At the Electricity Showrooms in Hoxton Square on Wednesday October 20th, I encountered Robert Dye and Miles Franklin once more, and also fellow Star Karin Komoto (who is as naively sensous as her effortlessly seductive song portrays her, believe me) while Nick lived up to everything I'd ever read about him. Talkative, witty, clever, civilized, articulate and full of life. Our conversation touched on Mark E. Smith, John Peel, Belle and Sebastian, Saint Etienne and the NME ... and went into more surprising, slightly more unexpected places as well.

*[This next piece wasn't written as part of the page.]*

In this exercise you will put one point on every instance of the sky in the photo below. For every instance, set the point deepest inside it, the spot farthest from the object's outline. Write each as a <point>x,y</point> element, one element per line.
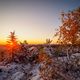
<point>32,20</point>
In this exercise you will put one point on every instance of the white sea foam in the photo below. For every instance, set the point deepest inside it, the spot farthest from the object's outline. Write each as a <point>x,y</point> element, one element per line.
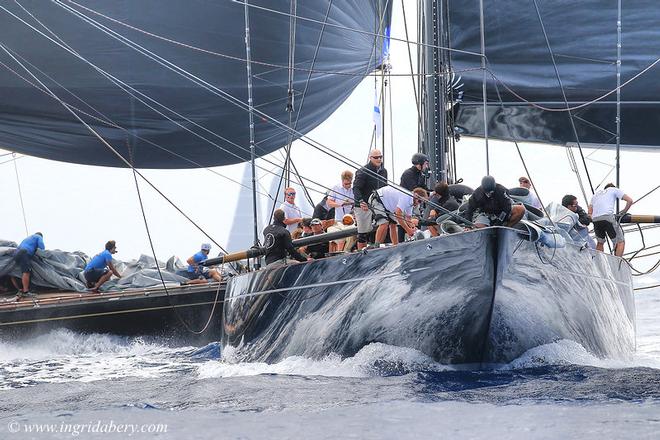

Nick's actual performance (delayed, so shorter than planned) was a reflection of where he'd moved since our previous meeting - to the uncharted territory of Synthetic Baroque Prog Pop. The four new songs for Kahimi Karie are snapshots of one of the most unexpected and yet perfectly-timed developments in his career thus far, which, like the current music of David Inglesfield ( http://www.elidor.freeserve.co.uk/inglesfield.htm ), is the sound of prog rock finally escaping its post-punk obscurity, and being recognised as the brave, anti-purist fusion of past and future that it was at its best (although, as mentioned elsewhere, there was a lot of chaff amid the wheat).
"The Seventh Wife of Henry VIII" might veer a little too close to pastiche, with its analog synth widdling obviously inspired by Rick Wakeman's similarly-titled opus. It might be slightly too much in debt to its source, but simply hearing this fascinating but oft-misunderstood part of English history redefined, and hearing "Greensleeves" removed from its usual connotations, is reason enough to love it. The jaunty "Mistaken Memories of Medieval Manhattan" can irritate, with its throwing of Genesis, Yes and Pink Floyd album titles and a Moody Blues song title into the lyrics more as an "I've rediscovered prog" gesture than because it can genuinely take the song anywhere new, but more than any other of these songs, it seems to come from nowhere and everywhere at the same time. It embodies the meeting of the Distant Past and the Far Future, never removed from each other because of the opposed "incongruity", that Nick sees in Japan, acknowledging that the future, far from dismissing what had come before as we once dreamed, will in fact resemble a spooky reinvention of that past.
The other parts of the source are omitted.